Can you say "tautology"?
Hmm, see TrivialOnceUnderstood
One thing I learnt from studying then teaching was that YouCantLearnSomethingUntilYouAlreadyAlmostKnowIt. The trick to teaching or talking people around to your way is to move them in small steps. -- JohnFarrell
Most people do, I think, but many do not realize. I don't know where I read about the BalloonModelOfKnowledge, but [as mentioned in TooMuchToRead] I suspect GoedelEscherBach.
The idea is that your knowledge is like a balloon. You can expand it by moving the surface outwards, since the new knowledge must reference the old. Hence YouCantLearnSomethingUntilYouAlreadyAlmostKnowIt.
There is the corollary that the more you know, the more interesting things there will be for you to pursue (larger surface of the balloon). Hence, perhaps, problems with ConcurrentReading.
Possible explanation for YouCantLearnSomethingUntilYouAlreadyAlmostKnowIt
extracted to FuzzyAndSymbolicLearning
This phenomenon is mentioned in Steve Wozniak's autobiography, iWoz. He notes that the Apple I's concept of combining a video terminal and a computer in one case appeared to be a significant change, but in his mind it was a simple decision. He had previously developed a MitsAltair?

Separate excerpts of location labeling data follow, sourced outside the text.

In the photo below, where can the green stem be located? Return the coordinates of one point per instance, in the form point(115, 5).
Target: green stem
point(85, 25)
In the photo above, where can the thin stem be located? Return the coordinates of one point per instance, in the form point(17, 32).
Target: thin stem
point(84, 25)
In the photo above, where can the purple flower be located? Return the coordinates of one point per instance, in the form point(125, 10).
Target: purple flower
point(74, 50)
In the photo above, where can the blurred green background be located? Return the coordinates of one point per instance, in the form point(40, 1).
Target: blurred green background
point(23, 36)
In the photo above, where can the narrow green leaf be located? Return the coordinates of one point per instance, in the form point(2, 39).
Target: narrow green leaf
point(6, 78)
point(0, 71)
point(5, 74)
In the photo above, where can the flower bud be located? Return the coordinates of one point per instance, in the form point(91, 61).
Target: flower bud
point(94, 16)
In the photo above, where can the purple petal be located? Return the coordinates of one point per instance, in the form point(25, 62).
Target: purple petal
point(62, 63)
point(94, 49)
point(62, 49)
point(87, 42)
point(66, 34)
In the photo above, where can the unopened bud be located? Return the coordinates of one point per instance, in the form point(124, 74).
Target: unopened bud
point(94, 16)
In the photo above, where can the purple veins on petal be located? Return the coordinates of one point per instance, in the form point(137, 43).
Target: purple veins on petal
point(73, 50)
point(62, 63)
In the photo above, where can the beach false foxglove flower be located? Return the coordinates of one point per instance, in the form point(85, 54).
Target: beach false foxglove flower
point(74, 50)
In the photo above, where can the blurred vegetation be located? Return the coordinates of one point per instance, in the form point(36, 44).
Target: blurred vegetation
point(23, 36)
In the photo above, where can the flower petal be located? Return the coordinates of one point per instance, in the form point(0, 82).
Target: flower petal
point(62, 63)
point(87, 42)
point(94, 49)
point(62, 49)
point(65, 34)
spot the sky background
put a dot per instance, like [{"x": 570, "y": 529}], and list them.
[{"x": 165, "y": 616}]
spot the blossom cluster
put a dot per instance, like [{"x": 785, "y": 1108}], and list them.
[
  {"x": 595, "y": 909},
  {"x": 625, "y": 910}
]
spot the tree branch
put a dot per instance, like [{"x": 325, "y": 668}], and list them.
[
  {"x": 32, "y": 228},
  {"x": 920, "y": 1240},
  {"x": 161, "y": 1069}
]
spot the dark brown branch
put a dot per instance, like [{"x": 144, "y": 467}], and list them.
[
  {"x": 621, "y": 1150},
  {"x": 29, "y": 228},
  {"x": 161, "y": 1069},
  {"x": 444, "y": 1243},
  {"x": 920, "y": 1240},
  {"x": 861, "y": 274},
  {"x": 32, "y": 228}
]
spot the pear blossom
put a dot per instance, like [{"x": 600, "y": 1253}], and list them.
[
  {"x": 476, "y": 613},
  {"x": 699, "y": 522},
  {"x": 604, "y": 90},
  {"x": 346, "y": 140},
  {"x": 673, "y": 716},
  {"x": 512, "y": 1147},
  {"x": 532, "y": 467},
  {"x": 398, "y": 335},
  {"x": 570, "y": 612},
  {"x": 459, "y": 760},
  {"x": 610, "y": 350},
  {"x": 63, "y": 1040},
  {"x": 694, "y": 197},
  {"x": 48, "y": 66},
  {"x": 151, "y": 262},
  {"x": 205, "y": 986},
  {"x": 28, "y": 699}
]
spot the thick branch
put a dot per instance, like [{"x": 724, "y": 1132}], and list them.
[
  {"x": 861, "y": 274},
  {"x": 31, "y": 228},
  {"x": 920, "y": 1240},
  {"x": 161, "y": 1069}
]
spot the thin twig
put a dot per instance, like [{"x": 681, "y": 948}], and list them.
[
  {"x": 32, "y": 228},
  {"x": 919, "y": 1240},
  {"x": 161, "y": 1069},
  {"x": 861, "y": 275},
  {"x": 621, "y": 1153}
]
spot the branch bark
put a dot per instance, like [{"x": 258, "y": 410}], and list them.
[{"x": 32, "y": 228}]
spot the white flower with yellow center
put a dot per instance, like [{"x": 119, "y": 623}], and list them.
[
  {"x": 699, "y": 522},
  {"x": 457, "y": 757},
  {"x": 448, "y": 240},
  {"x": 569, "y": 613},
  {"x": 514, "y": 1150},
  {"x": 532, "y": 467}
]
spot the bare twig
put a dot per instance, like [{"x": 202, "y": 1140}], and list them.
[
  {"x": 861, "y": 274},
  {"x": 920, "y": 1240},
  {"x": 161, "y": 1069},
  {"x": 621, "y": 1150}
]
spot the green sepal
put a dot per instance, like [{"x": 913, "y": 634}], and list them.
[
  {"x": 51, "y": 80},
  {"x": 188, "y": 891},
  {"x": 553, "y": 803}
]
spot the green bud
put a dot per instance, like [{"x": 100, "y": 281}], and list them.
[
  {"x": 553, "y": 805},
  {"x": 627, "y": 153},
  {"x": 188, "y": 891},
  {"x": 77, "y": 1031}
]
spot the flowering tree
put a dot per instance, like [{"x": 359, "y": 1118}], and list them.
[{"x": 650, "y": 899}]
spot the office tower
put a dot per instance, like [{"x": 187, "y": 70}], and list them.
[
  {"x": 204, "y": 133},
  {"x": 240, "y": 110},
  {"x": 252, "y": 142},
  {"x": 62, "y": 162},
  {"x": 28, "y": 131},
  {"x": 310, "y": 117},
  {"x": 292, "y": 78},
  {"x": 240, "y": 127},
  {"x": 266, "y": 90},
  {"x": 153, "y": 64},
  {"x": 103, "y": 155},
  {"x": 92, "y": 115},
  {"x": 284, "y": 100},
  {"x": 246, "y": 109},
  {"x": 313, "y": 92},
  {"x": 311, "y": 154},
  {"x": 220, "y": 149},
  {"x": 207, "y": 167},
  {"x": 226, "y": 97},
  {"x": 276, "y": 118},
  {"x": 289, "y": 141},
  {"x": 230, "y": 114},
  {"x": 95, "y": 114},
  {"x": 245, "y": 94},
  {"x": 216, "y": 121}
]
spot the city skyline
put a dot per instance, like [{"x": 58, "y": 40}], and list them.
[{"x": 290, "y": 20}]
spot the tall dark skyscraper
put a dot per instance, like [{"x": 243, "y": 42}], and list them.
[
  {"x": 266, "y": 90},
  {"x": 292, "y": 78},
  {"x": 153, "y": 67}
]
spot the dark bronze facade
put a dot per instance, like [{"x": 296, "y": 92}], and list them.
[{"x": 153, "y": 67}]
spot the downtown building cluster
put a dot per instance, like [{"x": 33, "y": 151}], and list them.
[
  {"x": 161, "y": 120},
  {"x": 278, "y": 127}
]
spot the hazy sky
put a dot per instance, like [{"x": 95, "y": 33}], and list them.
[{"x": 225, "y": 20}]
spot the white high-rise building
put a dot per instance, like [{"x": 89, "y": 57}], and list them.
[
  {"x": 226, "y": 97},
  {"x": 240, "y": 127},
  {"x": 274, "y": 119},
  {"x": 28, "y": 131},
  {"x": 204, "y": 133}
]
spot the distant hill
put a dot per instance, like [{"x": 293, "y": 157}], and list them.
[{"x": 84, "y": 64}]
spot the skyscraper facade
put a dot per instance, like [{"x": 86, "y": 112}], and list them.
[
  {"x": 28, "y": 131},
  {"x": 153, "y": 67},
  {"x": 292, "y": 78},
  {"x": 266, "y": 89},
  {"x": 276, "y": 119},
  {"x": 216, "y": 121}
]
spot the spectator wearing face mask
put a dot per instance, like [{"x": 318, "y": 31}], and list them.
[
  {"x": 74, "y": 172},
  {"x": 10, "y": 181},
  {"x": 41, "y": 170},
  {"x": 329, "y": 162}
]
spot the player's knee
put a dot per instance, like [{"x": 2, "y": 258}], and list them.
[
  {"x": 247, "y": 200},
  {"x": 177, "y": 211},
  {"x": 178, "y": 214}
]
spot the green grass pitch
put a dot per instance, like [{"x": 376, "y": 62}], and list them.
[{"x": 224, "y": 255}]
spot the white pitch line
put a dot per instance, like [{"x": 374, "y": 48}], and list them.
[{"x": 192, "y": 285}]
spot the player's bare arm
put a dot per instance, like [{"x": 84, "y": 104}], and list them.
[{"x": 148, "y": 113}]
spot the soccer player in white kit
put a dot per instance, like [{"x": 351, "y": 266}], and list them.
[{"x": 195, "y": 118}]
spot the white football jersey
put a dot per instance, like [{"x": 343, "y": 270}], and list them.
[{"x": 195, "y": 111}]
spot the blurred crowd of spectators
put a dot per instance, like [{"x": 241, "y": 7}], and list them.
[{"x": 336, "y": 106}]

-like microcomputer, but found it limited by its unfriendly switches-and-lights interface. He had also developed a video terminal, which was good for communicating with powerful computers from a distance. Combining the two was just the next logical step.
The USA forefathers studied and debated the lessons of the ancient Greek and Roman systems of government when setting up the Constitution, and of course lessons from Europe. It wasn't out-of-the-blue.